Ploughshares literary journal calls Haber “one of the most influential yet low-key tastemakers in the book world.” Literary Hub chose the novel as one of the most anticipated books of 2024.
“Friendly Fire: A Fractured Memoir”: by Paul Rousseau (Harper Horizon, $14.99)
On April 7, 2017, Paul Rousseau’s life changed forever just a month before graduation from the University of St. Thomas. He and his roommate and best friend, Mark, were alone in their room when Mark accidentally pulled the trigger of a gun that shot a bullet through two walls and struck Paul in the head. Mark delayed calling the police, then lied about what happened. After months in the hospital, Paul had to move in with his mother and her partner. (The author doesn’t give the name of the college, but the shooting was reported in Twin Cities media.)
“Beneath the five-inch seam across my head is my prefrontal cortex, the epicenter that maintains planning and emotion,” he writes. “The tissue here is irreparably damaged. I no longer have control of what irks me or how I react to those irks. Small things become magnified. At any given moment, I fight the urge to cry, scream, laugh. I feel as though I’ve been grown in a lab in some alternative reality; as though I’ve been lobotomized by a railway spike; as though I’m entering the United States after a long time away, unsure what kind of citizen I am or what I should declare at customs. This is what if feels like to leave the hospital.”
Besides writing about recovery from a brain injury, the author recalls years of litigation with the college, as well as rethinking his friendship with Mark, who he hadn’t spoken to since the shooting. Was attention-seeking Mark really that good a friend? Why did he make “jokes” at Paul’s expense that weren’t funny and sometimes hurtful? The friendship was over, but with therapy Paul learned to keep Mark from living in his head.

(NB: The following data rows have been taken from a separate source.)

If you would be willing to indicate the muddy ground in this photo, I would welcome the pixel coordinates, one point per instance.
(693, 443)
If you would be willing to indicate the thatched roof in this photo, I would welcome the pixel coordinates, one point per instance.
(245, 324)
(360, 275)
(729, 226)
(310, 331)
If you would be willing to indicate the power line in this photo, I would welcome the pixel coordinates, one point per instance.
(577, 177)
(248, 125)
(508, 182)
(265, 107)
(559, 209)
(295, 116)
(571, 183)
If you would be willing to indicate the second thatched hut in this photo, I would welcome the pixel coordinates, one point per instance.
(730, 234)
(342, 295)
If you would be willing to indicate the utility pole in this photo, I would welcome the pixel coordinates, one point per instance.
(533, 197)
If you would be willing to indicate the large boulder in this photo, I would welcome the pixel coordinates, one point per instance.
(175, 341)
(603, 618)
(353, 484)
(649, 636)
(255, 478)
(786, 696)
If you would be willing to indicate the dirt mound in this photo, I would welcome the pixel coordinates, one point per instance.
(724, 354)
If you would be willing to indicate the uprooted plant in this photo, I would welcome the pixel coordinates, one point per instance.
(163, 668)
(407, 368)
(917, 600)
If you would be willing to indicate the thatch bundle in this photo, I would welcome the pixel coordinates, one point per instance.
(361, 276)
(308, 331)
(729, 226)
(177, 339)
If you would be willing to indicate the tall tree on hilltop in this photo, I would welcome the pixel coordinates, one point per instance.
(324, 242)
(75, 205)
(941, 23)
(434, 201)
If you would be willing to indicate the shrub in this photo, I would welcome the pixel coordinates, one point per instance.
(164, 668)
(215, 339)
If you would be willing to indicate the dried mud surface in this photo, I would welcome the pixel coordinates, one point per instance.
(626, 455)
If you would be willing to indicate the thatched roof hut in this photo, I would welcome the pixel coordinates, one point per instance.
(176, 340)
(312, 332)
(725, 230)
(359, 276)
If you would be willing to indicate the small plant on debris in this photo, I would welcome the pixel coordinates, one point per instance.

Thanks to Paul’s stalwart mother and his girlfriend, as well as physical and psychological therapy, Paul was living on his own and working a year after the shooting. His amazing journey is so well-written a reader feels his pain from the moment he woke on the floor after being shot, covered in blood.
“I Hope I Get Well: A Memoir of Bipolar Disorder”: by Adam Gerhardstein (Luminare Press, $13.95)
It was September 2022 in St. Paul and Adam Gerhardstein was a full-time lead teacher who had “turned into an irritable, short-tempered jerk.” His bipolar disorder was ramping up again.
Gerhardstein had first been diagnosed as a college student in Ohio after he stopped sleeping for six days and wound up lashed to a bed in a psych ward. For two years bipolar disorder dominated his life. Working his way back to stability, he left his hometown and was hired as a Montessori teacher in St. Paul. Thanks to his wife, friends and a super therapist, he finds a new way of being bipolar.